NASM源码中的数据结构

Table of Contents

1 概述

NASM是一个模块化的,可重用的汇编器(有关这方面的内容请参照 源码中的doc\internal.doc文件)。它涉及到的数据结构有数组,链表和HASH表等。

2 详解

  1. 用数组存储表达式求值程序计算出的值。

由于这些生成的值只会被用来查询,不会被修改,所以很适合用数组来表示。

/*
 * Expression-evaluator datatype. Expressions, within the
 * evaluator, are stored as an array of these beasts, terminated by
 * a record with type==0. Mostly, it's a vector type: each type
 * denotes some kind of a component, and the value denotes the
 * multiple of that component present in the expression. The
 * exception is the WRT type, whose `value' field denotes the
 * segment to which the expression is relative. These segments will
 * be segment-base types, i.e. either odd segment values or SEG_ABS
 * types. So it is still valid to assume that anything with a
 * `value' field of zero is insignificant.
 */
typedef struct {
    long type;                             /* a register, or EXPR_xxx */
    long value;                            /* must be >= 32 bits */
} expr;
  1. 通过HASH值将数组和链表结合在一起来存储预处理中遇到的宏。

这样HASH数组中的每一项都指向一个链表,链表中的每个结点都存储着一个宏的相关信息, 而且各个结点宏名字具有相同的HASH值。这种数组和链表通过HASH算法结合在一起的结构 可以更加快速地找到指定名字的宏。

  1. NASM在运行时会动态分配两块内存。

一块用来进行随机内存存取,以树状结构表示,每个叶结点中存储实际的数据;

另一块用来进行顺序内存存取,以链状结构表示。

这样程序在需要许多小的内存块时就不必每次去分配,只在已分配的内存块被用 完时再分配。即提高了效率,也易于管理。

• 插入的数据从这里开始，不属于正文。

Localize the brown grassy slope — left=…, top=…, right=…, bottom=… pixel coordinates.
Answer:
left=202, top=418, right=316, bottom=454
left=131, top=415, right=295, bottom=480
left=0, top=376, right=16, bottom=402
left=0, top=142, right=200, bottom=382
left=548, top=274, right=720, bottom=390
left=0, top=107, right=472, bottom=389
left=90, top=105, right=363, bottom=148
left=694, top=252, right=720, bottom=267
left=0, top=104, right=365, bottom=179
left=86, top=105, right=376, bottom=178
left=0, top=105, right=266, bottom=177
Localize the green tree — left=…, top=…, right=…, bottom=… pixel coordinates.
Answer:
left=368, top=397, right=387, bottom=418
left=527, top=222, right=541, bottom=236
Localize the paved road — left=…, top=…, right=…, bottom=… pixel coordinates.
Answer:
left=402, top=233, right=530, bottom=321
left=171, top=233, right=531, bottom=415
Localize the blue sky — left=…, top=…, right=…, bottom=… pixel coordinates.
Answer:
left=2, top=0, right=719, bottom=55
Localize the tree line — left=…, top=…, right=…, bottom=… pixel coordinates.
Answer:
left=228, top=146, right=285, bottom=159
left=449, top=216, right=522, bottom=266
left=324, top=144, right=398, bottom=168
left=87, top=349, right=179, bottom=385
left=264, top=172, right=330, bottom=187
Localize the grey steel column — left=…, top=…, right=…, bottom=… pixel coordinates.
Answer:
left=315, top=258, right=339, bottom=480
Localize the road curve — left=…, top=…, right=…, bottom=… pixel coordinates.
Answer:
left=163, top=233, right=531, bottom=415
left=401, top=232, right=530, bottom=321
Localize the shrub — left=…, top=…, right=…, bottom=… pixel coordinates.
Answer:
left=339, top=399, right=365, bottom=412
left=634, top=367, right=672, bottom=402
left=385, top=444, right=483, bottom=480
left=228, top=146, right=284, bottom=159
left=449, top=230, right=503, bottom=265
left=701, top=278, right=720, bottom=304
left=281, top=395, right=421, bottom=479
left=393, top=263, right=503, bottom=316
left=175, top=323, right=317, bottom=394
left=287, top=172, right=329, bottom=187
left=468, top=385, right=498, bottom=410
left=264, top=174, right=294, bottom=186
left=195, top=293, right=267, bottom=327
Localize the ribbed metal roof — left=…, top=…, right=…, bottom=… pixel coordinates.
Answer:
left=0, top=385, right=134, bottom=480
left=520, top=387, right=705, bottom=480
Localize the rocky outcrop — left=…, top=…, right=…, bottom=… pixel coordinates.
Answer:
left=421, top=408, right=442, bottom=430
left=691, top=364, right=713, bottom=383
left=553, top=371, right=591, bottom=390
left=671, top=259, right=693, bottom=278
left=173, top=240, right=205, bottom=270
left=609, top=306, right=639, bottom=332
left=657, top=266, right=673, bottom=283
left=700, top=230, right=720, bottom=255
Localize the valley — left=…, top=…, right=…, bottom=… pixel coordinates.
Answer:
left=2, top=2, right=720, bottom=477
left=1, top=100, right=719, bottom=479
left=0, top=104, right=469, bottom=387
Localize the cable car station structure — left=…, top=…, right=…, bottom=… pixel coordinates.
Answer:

SAA :dynamic sequential-access array.

RAA :dynamic random access array.

struct SAA {
    /*
     * members `end' and `elem_len' are only valid in first link in
     * list; `rptr' and `rpos' are used for reading
     */
    struct SAA *next, *end, *rptr;
    long elem_len, length, posn, start, rpos;
    char *data;
};

struct RAA {
    /*
     * Number of layers below this one to get to the real data. 0
     * means this structure is a leaf, holding RAA_BLKSIZE real
     * data items; 1 and above mean it's a branch, holding
     * RAA_LAYERSIZE pointers to the next level branch or leaf
     * structures.
     */
    int layers;
    /*
     * Number of real data items spanned by one position in the
     * `data' array at this level. This number is 1, trivially, for
     * a leaf (level 0): for a level 1 branch it should be
     * RAA_BLKSIZE, and for a level 2 branch it's
     * RAA_LAYERSIZE*RAA_BLKSIZE.
     */
    long stepsize;
    union RAA_UNION {
    struct RAA_LEAF {
        long data[RAA_BLKSIZE];
    } l;
    struct RAA_BRANCH {
        struct RAA *data[RAA_LAYERSIZE];
    } b;
    } u;
};
  1. 其它

每条合法指令的模板如下表示:

struct itemplate {
    int opcode;                    /* the token, passed from "parser.c" */
    int operands;                  /* number of operands */
    long opd[3];                   /* bit flags for operand types */
    const char *code;              /* the code it assembles to */
    unsigned long flags;           /* some flags */
};

其中在第四项code中,用特定的值来表示生成的机器码中可能出现的情况, 比如若指令模板中存在\320,则表示该指令需要一个固定大小为16位的 操作数。这样,如果目标代码为32位时,机器码就需要一个操作数前缀。

$Id: nasmdata.html,v 1.2 2003/10/27 09:17:26 jingtao Exp $